The blood drawn earlier Saturday morning was in the lab.  There were proteins in Joe’s blood that did indicate blood clots.  The ultrasound results were that Joe didn’t have clots in his legs, and the CT scan did clearly show (according to the doctor) blood clots in both of Joe’s lungs.  We learned this on Sunday (August 19th).

If you, or a family member, have any of these symptoms – pain in the chest that won’t go away and difficulty breathing – don’t mess around.  Get your butt to the doctor.  Seriously!  This is nothing to play around with.  Blood clots in the lungs can be dislodged and moved into the heart causing a heart attack that could prove fatal.  If a blood clot in the lungs is dislodged and makes its way to the brain this will ensure a stroke that could be life threatening.

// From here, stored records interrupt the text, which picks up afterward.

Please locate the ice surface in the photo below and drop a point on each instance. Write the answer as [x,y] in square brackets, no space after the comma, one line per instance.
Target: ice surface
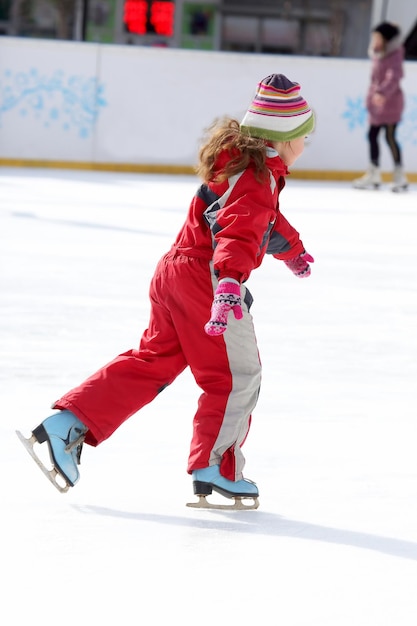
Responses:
[333,441]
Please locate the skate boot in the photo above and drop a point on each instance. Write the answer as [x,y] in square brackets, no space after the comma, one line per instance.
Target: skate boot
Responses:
[64,434]
[209,478]
[400,182]
[370,180]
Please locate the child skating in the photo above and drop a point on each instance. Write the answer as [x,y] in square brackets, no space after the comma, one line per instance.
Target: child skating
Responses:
[200,305]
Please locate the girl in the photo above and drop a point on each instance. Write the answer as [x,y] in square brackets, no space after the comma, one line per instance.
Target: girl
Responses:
[385,104]
[232,222]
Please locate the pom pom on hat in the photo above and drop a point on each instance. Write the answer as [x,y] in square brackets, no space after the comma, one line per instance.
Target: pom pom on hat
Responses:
[278,112]
[387,30]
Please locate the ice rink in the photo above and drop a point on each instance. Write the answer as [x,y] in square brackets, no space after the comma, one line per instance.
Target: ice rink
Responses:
[333,445]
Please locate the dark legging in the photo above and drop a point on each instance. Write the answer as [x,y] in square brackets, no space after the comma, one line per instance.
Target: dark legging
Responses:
[390,130]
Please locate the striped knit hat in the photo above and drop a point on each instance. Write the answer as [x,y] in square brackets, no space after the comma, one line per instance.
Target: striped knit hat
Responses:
[278,111]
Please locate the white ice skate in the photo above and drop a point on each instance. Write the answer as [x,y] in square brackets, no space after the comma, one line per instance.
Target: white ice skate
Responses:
[208,479]
[370,180]
[64,434]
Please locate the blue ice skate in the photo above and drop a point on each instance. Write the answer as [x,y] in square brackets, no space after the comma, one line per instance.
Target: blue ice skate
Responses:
[209,478]
[64,434]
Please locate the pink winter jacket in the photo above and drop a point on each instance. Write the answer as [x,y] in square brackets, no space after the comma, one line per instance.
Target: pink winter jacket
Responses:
[386,74]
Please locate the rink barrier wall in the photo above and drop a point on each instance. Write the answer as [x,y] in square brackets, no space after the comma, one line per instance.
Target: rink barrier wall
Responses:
[78,105]
[184,170]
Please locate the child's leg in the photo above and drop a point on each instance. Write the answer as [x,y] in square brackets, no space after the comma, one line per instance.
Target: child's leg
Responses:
[390,136]
[227,369]
[129,382]
[373,144]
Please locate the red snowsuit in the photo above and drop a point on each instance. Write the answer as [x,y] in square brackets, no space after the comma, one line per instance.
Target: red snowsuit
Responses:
[228,229]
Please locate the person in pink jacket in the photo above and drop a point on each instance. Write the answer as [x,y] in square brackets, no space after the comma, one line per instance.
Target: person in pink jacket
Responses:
[200,305]
[385,105]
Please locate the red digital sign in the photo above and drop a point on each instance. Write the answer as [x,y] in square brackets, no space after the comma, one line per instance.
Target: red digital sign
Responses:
[142,17]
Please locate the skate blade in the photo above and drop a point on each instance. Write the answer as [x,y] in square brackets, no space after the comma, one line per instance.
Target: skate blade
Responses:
[238,504]
[51,474]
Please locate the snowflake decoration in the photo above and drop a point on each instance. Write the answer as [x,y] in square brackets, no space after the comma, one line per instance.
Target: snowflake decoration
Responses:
[71,101]
[355,113]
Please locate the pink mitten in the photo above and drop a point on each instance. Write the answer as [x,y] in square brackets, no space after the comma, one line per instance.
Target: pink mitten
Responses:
[299,265]
[226,299]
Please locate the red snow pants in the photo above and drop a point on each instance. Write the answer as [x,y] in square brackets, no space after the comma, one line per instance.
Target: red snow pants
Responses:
[226,368]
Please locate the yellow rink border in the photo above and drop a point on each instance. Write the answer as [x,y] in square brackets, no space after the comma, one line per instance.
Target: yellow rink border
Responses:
[188,170]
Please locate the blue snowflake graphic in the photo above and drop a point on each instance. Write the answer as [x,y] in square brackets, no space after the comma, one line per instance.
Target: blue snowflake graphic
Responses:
[355,113]
[74,101]
[356,117]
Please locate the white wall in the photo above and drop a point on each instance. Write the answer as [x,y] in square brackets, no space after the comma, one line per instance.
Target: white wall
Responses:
[137,106]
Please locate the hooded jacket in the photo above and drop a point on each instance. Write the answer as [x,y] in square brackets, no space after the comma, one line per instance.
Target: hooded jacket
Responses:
[236,222]
[386,74]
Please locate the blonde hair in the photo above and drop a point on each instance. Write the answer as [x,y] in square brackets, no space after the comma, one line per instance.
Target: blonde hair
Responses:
[225,135]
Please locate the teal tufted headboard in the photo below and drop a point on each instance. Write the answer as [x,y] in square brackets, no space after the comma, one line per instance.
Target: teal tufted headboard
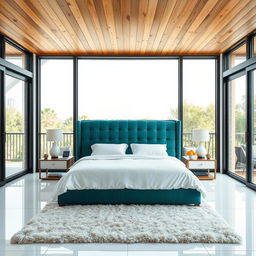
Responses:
[128,131]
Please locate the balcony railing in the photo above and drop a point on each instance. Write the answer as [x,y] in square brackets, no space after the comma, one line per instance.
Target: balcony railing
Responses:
[45,146]
[15,144]
[210,145]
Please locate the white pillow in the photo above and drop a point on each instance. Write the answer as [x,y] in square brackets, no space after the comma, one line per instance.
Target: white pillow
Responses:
[108,149]
[149,149]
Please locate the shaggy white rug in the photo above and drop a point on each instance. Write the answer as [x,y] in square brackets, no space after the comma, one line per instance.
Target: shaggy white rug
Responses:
[126,224]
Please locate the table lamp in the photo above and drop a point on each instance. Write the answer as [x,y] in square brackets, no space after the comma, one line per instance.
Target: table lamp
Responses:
[54,135]
[200,136]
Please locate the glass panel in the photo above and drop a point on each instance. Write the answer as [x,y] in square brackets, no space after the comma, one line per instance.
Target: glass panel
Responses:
[237,126]
[254,129]
[128,89]
[15,56]
[238,56]
[56,100]
[14,125]
[199,100]
[254,45]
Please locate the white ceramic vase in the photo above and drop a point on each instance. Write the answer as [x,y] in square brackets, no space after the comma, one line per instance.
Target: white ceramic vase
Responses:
[55,150]
[201,151]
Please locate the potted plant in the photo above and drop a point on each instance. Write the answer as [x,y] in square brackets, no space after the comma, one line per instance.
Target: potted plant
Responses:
[191,154]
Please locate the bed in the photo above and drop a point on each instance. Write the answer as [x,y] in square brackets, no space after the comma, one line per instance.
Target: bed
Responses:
[126,131]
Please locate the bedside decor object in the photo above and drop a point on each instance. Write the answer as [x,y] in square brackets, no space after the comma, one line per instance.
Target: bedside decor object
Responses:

I’m not trying to scare anyone with this post.  I’m trying to educate you in this matter and give you the best information I can for your doctor to diagnosis your symptoms and start proper treatment.  Tomorrow I’ll go into the blood thinners used to treat the blood clots.

One bit of general information I have learned in all of this concerns your prescription drugs and the vitamins you take.  If your prescription drugs are taken once a day, take them in the morning on an empty stomach – unless you have some drugs that require food.  Take  your vitamins at night before you go to bed with a little bit of something to eat.  Your body will break down only about 3/4 of the vitamins and the rest will leave in waste.  If you take your vitamins in the morning you won’t get the potency you need for a healthy body.  You will excrete the vitamin benefits during the day in your urine.  Taking the vitamins at night, before going to bed, will enable them to remain in your system longer and benefit you more.  This is ONLY with vitamins you take.  Take your prescription drugs as indicated by your doctor.

I think this is enough for one sitting.  I’ll give you some more tomorrow.  Aren’t you just so excited by that prospect?!

Chicken Cacciatore recipe from drgourmet.com is linked {here}.

Chicken Cacciatore

Onions, green peppers, and dried herbs make this pretty tasty

The pasta noodles are those nasty things that are more fiber and better for us.  They are tough and chewy even after 12 minutes of cooking time.  That is the only drawback to this recipe.  Joe didn’t even notice the lack of salt used in his food.